In January 2018, the petitioner commenced this family offense proceeding seeking an order of protection against the respondent, her husband. After a hearing, the Family Court denied the petition and dismissed the proceeding. The petitioner appeals.

In a family offense proceeding, the petitioner has the burden of establishing the offense by a fair preponderance of the evidence (see Family Ct Act § 832; Matter of Harris v Harris-Olayinka, 181 AD3d 605 [2020]; Matter of Johnson v Rivers, 165 AD3d 931 [2018]). "The determination of whether a family offense was committed is a factual issue to be resolved by the Family Court, and its determinations regarding the credibility of witnesses are entitled to great weight on appeal, such that they will not be disturbed unless clearly unsupported by the record" (Matter of Gjelaj v Gjelaj, 168 AD3d 937, 938 [2019]; see Matter of Rall v Phillips, 177 AD3d 641, 642 [2019]; Matter of Buskey v Buskey, 133 AD3d 655, 656 [2015]).

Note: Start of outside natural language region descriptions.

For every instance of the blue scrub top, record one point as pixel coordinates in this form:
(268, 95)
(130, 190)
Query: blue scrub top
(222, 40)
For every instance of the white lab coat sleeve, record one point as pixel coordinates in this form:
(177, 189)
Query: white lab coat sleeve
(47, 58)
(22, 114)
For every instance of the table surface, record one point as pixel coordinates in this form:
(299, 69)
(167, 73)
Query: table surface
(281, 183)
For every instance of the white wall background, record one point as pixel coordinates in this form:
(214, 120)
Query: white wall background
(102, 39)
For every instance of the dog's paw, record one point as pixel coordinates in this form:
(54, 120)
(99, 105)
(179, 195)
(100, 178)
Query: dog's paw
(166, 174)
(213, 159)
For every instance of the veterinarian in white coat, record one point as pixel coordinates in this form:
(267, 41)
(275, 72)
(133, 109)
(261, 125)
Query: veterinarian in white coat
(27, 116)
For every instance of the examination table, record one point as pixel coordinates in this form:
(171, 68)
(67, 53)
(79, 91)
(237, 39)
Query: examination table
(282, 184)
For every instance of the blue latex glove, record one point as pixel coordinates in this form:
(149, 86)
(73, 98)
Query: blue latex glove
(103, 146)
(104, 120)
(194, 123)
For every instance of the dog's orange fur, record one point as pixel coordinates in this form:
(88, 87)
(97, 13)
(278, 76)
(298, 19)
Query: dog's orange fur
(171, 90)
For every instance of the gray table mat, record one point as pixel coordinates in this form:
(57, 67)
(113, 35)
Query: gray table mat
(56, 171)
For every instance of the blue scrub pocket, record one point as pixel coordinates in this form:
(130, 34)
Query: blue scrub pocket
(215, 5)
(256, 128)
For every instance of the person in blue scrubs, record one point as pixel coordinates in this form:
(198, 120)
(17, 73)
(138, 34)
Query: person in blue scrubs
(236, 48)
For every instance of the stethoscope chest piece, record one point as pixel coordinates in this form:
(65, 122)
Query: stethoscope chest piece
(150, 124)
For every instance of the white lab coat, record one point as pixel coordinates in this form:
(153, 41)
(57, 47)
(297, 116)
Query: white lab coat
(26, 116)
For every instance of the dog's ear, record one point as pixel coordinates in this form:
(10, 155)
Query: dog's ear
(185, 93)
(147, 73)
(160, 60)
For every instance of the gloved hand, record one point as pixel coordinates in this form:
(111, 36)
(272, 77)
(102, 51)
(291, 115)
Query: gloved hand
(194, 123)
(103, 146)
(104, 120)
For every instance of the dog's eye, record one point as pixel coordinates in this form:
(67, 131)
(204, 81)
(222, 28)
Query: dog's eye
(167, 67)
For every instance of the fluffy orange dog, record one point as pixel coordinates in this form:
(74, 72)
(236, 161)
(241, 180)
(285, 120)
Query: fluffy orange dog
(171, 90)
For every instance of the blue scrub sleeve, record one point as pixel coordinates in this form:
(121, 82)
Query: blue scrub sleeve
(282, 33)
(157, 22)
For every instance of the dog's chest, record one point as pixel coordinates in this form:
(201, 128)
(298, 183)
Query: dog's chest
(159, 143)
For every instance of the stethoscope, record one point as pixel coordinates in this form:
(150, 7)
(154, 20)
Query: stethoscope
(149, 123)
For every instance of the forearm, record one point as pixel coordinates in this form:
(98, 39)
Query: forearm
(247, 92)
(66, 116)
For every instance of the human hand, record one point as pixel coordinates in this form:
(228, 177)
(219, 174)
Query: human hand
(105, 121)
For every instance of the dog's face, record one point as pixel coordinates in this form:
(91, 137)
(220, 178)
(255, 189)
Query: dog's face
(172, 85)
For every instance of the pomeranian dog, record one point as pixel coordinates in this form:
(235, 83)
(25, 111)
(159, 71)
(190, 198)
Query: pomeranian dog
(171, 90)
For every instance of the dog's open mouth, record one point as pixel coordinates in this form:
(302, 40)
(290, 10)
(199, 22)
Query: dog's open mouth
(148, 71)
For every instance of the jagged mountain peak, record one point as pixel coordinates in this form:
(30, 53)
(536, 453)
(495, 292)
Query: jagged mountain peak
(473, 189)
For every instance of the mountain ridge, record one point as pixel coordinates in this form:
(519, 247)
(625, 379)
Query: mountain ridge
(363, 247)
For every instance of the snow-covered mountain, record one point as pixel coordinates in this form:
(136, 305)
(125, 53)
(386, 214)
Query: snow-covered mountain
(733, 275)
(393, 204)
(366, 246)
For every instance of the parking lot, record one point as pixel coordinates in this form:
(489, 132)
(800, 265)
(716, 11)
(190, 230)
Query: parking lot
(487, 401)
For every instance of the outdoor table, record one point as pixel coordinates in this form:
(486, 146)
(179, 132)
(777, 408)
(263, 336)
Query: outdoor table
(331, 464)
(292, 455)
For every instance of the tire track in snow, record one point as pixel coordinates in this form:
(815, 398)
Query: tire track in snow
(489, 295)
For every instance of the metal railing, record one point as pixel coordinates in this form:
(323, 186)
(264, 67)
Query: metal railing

Here, the Family Court was presented with conflicting testimony from the parties as to whether the respondent had committed a family offense. The court's determination that the petitioner failed to establish a family offense was based on its credibility assessments and is supported by the record (see Matter of Harris v Harris-Olayinka, 181 AD3d 605 [2020]; Matter of Johnson v Rivers, 165 AD3d at 932). Accordingly, there is no basis to disturb the court's determination denying the petition and dismissing the proceeding.

The petitioner's remaining contentions are without merit. Mastro, A.P.J., Hinds-Radix, Brathwaite Nelson and Christopher, JJ., concur.